Percebe-se o entusiasmo, a jovialidade e até as danças em cima do estrado. A intensa e permanente interação com o público. Não é qualquer banda que transforma às nove da noite Paredes de Coura num largo sunset flutuante de emoções e vibrações coletivas. Os jovens canadianos lá foram improvisando entre o jazz instrumental, as texturas eletrónicas de Flying Lotus e os ritmos orgânicos pairando o toque de J Dilla. No final, percebeu-se que seria demasiado difícil conter o mesmo patamar para o que vinha a seguir.
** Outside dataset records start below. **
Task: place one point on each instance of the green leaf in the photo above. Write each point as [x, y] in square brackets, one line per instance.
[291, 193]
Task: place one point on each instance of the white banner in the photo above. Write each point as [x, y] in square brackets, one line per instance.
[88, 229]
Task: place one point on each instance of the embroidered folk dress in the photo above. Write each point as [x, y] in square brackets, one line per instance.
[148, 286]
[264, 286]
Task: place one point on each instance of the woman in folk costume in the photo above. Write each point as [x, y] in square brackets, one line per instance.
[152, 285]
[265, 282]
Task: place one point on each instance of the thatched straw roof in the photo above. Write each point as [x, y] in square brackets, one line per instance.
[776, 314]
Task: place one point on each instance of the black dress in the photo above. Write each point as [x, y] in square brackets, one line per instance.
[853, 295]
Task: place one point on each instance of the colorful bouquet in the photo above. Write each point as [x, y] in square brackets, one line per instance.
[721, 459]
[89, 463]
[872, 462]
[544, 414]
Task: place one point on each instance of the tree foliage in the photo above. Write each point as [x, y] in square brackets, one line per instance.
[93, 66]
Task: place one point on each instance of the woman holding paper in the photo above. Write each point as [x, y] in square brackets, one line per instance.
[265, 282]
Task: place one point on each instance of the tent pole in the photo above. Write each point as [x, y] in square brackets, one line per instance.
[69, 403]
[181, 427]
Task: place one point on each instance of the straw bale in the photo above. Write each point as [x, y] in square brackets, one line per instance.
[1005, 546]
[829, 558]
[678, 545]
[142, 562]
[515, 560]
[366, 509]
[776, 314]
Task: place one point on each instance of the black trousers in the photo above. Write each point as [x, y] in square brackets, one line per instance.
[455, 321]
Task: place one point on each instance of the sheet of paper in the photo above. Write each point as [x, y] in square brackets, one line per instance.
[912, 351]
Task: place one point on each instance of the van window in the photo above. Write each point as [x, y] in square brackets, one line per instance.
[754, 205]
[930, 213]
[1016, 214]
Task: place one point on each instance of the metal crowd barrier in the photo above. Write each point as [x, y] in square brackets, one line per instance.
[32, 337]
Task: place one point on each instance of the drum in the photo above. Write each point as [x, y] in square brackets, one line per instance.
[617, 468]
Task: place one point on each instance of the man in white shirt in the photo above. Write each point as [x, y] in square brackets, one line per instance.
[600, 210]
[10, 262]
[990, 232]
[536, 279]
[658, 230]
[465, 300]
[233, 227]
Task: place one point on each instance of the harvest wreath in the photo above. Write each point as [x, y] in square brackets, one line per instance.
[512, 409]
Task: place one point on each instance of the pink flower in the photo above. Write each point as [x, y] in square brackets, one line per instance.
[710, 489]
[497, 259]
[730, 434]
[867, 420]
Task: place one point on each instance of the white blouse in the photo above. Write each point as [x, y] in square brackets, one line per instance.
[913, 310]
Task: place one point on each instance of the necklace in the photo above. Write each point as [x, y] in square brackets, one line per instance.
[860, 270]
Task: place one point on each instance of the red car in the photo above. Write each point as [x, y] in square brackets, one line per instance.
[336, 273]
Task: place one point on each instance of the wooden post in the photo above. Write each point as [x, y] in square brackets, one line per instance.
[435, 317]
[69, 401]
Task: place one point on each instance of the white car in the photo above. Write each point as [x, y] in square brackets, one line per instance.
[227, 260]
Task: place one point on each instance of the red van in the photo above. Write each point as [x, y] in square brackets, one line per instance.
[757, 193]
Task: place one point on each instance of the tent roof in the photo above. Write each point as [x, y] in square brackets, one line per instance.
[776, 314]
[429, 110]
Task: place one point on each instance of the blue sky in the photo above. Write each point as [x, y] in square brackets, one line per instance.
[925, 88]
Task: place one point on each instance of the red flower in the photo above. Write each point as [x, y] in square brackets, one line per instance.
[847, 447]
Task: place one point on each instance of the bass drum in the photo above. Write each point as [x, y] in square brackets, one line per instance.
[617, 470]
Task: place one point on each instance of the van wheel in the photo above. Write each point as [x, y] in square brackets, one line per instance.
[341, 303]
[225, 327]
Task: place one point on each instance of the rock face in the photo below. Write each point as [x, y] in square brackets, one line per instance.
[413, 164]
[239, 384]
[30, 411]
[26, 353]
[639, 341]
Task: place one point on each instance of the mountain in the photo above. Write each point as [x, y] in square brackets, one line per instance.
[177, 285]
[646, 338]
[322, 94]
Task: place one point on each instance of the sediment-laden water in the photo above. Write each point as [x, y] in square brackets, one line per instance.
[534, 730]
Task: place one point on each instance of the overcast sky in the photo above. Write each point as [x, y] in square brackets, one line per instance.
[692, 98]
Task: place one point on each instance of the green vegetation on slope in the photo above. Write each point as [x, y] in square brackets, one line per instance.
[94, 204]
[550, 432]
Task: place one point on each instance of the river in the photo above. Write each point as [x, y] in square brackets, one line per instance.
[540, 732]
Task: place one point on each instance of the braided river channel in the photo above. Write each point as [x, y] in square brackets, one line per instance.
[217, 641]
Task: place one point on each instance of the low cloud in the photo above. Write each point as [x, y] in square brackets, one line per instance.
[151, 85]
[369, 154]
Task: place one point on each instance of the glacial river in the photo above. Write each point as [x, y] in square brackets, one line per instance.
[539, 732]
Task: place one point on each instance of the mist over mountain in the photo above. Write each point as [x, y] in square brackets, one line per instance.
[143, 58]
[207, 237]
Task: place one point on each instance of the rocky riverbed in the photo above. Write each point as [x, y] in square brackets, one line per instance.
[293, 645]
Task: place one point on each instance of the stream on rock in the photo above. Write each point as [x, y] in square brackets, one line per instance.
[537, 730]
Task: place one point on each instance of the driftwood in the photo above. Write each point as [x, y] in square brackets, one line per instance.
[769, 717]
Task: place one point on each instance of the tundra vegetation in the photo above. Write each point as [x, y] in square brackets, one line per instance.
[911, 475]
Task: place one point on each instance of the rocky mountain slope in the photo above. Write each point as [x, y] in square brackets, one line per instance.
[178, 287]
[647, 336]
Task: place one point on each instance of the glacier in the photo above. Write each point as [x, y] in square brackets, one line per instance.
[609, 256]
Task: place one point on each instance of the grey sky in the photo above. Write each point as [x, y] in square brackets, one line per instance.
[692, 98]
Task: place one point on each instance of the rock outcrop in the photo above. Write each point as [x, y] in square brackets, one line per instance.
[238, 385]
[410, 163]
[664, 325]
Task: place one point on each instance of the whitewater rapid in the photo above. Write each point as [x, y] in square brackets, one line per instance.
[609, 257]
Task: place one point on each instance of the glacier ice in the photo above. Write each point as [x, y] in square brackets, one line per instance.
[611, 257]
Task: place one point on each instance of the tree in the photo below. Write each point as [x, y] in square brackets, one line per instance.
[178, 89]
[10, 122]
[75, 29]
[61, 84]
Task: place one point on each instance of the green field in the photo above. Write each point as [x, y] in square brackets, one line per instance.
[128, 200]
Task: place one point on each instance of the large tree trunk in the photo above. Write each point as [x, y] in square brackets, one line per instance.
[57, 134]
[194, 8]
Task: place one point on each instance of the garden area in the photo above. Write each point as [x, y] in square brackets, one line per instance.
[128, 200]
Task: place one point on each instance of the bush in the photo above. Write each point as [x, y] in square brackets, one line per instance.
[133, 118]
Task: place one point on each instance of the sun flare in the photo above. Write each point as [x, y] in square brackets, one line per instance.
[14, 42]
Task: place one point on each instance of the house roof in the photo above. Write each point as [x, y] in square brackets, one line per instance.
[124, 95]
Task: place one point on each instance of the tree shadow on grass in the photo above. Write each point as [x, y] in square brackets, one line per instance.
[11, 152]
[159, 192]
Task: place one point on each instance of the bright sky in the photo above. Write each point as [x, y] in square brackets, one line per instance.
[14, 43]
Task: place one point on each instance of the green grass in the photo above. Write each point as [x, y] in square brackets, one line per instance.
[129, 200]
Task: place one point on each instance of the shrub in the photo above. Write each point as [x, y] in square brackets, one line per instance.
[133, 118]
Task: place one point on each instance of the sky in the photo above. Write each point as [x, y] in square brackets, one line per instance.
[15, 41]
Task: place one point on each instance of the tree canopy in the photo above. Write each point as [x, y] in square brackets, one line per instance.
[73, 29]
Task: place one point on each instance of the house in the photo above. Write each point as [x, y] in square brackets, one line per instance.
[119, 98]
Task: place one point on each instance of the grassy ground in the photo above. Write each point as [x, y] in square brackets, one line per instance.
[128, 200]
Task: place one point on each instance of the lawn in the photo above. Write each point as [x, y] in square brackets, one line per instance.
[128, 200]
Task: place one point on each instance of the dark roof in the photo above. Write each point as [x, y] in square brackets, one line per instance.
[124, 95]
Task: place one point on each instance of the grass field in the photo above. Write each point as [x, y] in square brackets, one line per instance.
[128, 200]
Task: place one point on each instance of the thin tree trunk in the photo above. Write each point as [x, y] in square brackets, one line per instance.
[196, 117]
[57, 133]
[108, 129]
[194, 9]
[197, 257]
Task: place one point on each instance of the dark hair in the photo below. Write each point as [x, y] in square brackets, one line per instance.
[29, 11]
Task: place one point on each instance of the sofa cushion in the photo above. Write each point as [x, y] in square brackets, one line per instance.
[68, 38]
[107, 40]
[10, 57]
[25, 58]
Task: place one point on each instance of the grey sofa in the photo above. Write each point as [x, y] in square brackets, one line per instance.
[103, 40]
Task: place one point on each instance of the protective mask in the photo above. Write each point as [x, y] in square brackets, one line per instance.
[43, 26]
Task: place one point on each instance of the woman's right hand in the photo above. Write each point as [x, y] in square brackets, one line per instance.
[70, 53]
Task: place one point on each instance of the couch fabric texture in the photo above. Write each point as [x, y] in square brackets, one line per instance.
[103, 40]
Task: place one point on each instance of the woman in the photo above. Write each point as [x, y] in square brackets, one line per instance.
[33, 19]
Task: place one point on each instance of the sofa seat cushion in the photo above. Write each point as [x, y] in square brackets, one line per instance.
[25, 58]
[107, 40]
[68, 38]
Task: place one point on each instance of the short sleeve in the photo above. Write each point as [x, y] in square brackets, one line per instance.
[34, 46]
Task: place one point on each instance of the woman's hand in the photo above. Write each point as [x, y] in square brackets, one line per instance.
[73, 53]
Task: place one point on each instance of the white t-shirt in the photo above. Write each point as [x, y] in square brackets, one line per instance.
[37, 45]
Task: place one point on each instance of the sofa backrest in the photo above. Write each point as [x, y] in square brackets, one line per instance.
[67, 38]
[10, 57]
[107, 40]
Como constava naquele cartaz da primeira fila, foram GoodGoodNotBad.

4. Foxygen

Os Foxygen estão longe de serem novatos nestas andanças de festivais, especialmente em Portugal onde já atuaram um par de vezes, mas há que confessar que este talvez tenha sido o mais exuberante e magnífico. Os californianos, Sam France e Jonathan Rado, reluzentes e extravagantes com uma banda bastante sólida demonstraram cobrir um alargado espaço de sonhos rock, pelo cabaret, pela pop, pela psicadelia de San Francisco ou o dixieland de New Orleans. Divertidos, esplendorosos e por demais interessantes, cortaram as fitas a um sábado inesquecível.

5. Benjamin Clementine

A primeira impressão que me veio à cabeça – com as devidas distâncias é claro – era a de uma versão masculina de Nina Simone no palco principal. O londrino que já havia apresentado o próximo disco, numa listening party no centro cultural da cidade, assentou a noite com a sua voz alucinante e atordoou aqueles milhares de ouvidos com o magnetismo com que cativava os transeuntes das ruas e metros de Paris. Com um estilo de piano pouco convencional, uma herança soul bem vincada e uma aproximação clássica à composição e narrativa, Benjamin não é engodo nem quimera. É alma nua de quem nasceu para ser músico.

6. Lightning Bolt

Declaração de interesses: de todas as bandas que percorreram aquele pinhal, estes nativos de Providence eram os meus favoritos. Temo dizer que não me desiludiram de todo. Vendaval sonoro ao limite do suportável, o noise rock dos Lightning Bolt em termos conceptuais assemelha-se aos picantes mais fortes do mundo: quando ingeridos abrem sabores que não sabíamos constar na comida. O acordo tácito entre a bateria de Chippendale e o baixo de Brian Gibson faz colidir uma torrente sonora que no limite, abre espaço para outros sons e frequências. Na guerrilla-style das suas performances, são esses espaços paralelos e recônditos que sublimam o verdadeiro caos dos americanos: (re)descobrir novas ondas e frases sonoras naquele “braseiro” hiperbólico.